Quatre hommes qui ne se connaissent pas se retrouvent prisonniers dans une grotte des Moulins souterrains du col des Roches. Menacée par l’eau de pluie qui s’est infiltrée, leur vie ne tient qu’à l’aveu qu’ils doivent faire à leur bourreau: qui a enlevé et assassiné la mère et l’enfant de Tanja Stokjaj? Avec "L’engrenage du mal", Nicolas Feuz signe un roman d’enfermement vengeur, sombre et efficace.
Une justice aveugle?
Tandis que la canicule écrase hommes et bêtes sous sa moiteur, la montagne se met à vomir des cadavres et l’eau du Doubs se teinte de sang. Enquêteurs, légistes et procureur se ruent sur place. Que faisaient ces hommes dans cette grotte? Qui les a enfermés là? Très vite, les soupçons pointent sur une inspectrice fédérale, Tanja Stojkaj. Elle a perdu tragiquement sa mère et son fils. La voilà face à la justice, tenue de rendre des comptes à ses amis, le procureur Jemsen et sa greffière Flavie Keller.
Son procès, sous la neige chaux-de-fonnière, nous permet de remonter le fil des événements. Car comment et pourquoi une inspectrice fédérale se retrouve-t-elle dans cette posture, accusée de meurtre? Est-ce que la vengeance lui aurait fait perdre toute notion de justice? Ou celle-ci est-elle aussi aveugle qu’on veut bien le dire?
Montrer le travail judiciaire
Nicolas Feuz souhaitait pour ce roman travailler ses personnages plus en profondeur, explorer leurs noirceurs comme leurs lumières. Il s’attache cette fois aux pas de Tanja et ne la lâche plus. Elle se révèle fragile, heurtée, brisée.
L’auteur la soumet au pire, lui fait perdre son fils et se demande ensuite jusqu’où peut aller une mère qui a perdu un enfant. L’autre envie de l’auteur, procureur de la République du canton de Neuchâtel, était de montrer le travail du judiciaire, son quotidien à lui, avec ses implications, ses rouages, sa technicité, éléments finalement peu connus du grand public.
Je n’avais jamais fait de huis clos, ni de thriller judiciaire et j’avais envie d’explorer ça.
Une écriture en forme d'exutoire
Ainsi Tanja fait face à la justice. Petite femme ballotée, malmenée, tant par la vie que par ses pairs et dont on ne connaîtra qu’à la fin du roman l’implication ou pas dans l’élèvement et la séquestration de ces quatre hommes.
S’amusant des codes du roman policier, Nicolas Feuz nous balade entre passé et présent, neige et canicule, entre le haut et le bas du canton de Neuchâtel, son terrain de jeu favori. Il a besoin de cette géographie, d’ancrer ses histoires dans le terrain, de s’accrocher à la réalité du travail de la police et de la justice. Des cadavres, il les décrit avec facilité, sauf l’enfant dont on ne retrouve que des litres de sang. Les morts, il les côtoie, il en voit régulièrement. Son écriture devient son exutoire.
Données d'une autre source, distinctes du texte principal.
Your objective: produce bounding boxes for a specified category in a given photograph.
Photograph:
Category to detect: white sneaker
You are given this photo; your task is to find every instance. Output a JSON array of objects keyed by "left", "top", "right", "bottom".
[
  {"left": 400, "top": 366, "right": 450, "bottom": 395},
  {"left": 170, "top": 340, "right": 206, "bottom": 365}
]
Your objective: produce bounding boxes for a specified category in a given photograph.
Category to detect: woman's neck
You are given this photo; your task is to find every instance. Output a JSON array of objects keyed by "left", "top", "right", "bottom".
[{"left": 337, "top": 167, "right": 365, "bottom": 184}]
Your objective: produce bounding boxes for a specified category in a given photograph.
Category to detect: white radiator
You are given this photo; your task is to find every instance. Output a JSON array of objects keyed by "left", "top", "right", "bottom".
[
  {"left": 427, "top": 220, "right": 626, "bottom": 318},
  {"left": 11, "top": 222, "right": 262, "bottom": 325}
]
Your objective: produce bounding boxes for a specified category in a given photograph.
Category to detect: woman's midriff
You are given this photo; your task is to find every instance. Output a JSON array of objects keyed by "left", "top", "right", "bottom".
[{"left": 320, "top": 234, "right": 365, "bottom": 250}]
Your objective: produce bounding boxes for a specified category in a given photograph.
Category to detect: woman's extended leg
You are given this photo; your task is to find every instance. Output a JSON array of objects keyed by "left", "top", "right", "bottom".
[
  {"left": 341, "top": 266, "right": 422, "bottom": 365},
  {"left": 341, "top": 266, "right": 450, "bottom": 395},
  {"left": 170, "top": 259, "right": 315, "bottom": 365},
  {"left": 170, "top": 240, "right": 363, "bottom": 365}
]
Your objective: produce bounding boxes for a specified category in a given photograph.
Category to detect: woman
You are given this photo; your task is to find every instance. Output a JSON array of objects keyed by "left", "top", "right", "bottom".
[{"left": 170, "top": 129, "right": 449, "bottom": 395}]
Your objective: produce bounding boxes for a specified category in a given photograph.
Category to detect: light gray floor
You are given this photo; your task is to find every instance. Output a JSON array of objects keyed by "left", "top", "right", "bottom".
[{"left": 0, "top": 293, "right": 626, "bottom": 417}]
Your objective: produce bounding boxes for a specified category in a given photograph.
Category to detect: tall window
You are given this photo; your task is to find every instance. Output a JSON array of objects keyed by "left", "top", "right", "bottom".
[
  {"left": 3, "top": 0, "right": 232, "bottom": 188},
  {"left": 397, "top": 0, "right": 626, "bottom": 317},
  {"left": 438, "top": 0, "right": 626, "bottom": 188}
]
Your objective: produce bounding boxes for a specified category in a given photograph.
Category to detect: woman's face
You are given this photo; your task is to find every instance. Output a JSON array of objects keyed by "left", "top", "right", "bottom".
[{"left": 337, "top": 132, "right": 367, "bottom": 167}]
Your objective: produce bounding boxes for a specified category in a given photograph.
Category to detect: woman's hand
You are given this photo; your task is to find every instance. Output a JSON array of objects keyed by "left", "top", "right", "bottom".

Comme procureur on a la chance d’arriver en deuxième, voire en troisième ligne, on n’est pas au front comme le sont les gendarmes et on nous prépare déjà psychologiquement en nous décrivant la scène.
Véritable "page-turner"
Nicolas Feuz progresse, invente, se renouvelle. Cela fait dix ans que le procureur est devenu auteur. Il écrit tous les jours, deux, trois heures. Meurtres, crime et larcins ensanglantent ses pages. Il n’est pas un sadique mais il avoue, en littérature précise-t-il, un certain goût pour la mort.
Il a même inventé ce printemps 2020 un virus mortel et publié un polar du confinement qu’il a offert à ses lecteurs via sa page Facebook. Le roman "Restez chez vous" est à présent publié par son éditeur en même temps que "L’Engrenage du mal".
Reste ce polar, roman à la noirceur épaisse, véritable "page-turner" helvète. Décidément, Nicolas Feuz sait comment s’y prendre pour nous faire retenir notre souffle, ce qui vaut mieux quand l’eau envahit les grottes des Moulins souterrains.
Catherine Fattebert/aq
Nicolas Feuz, "L’engrenage du mal", Ed. Slatkine & Cie.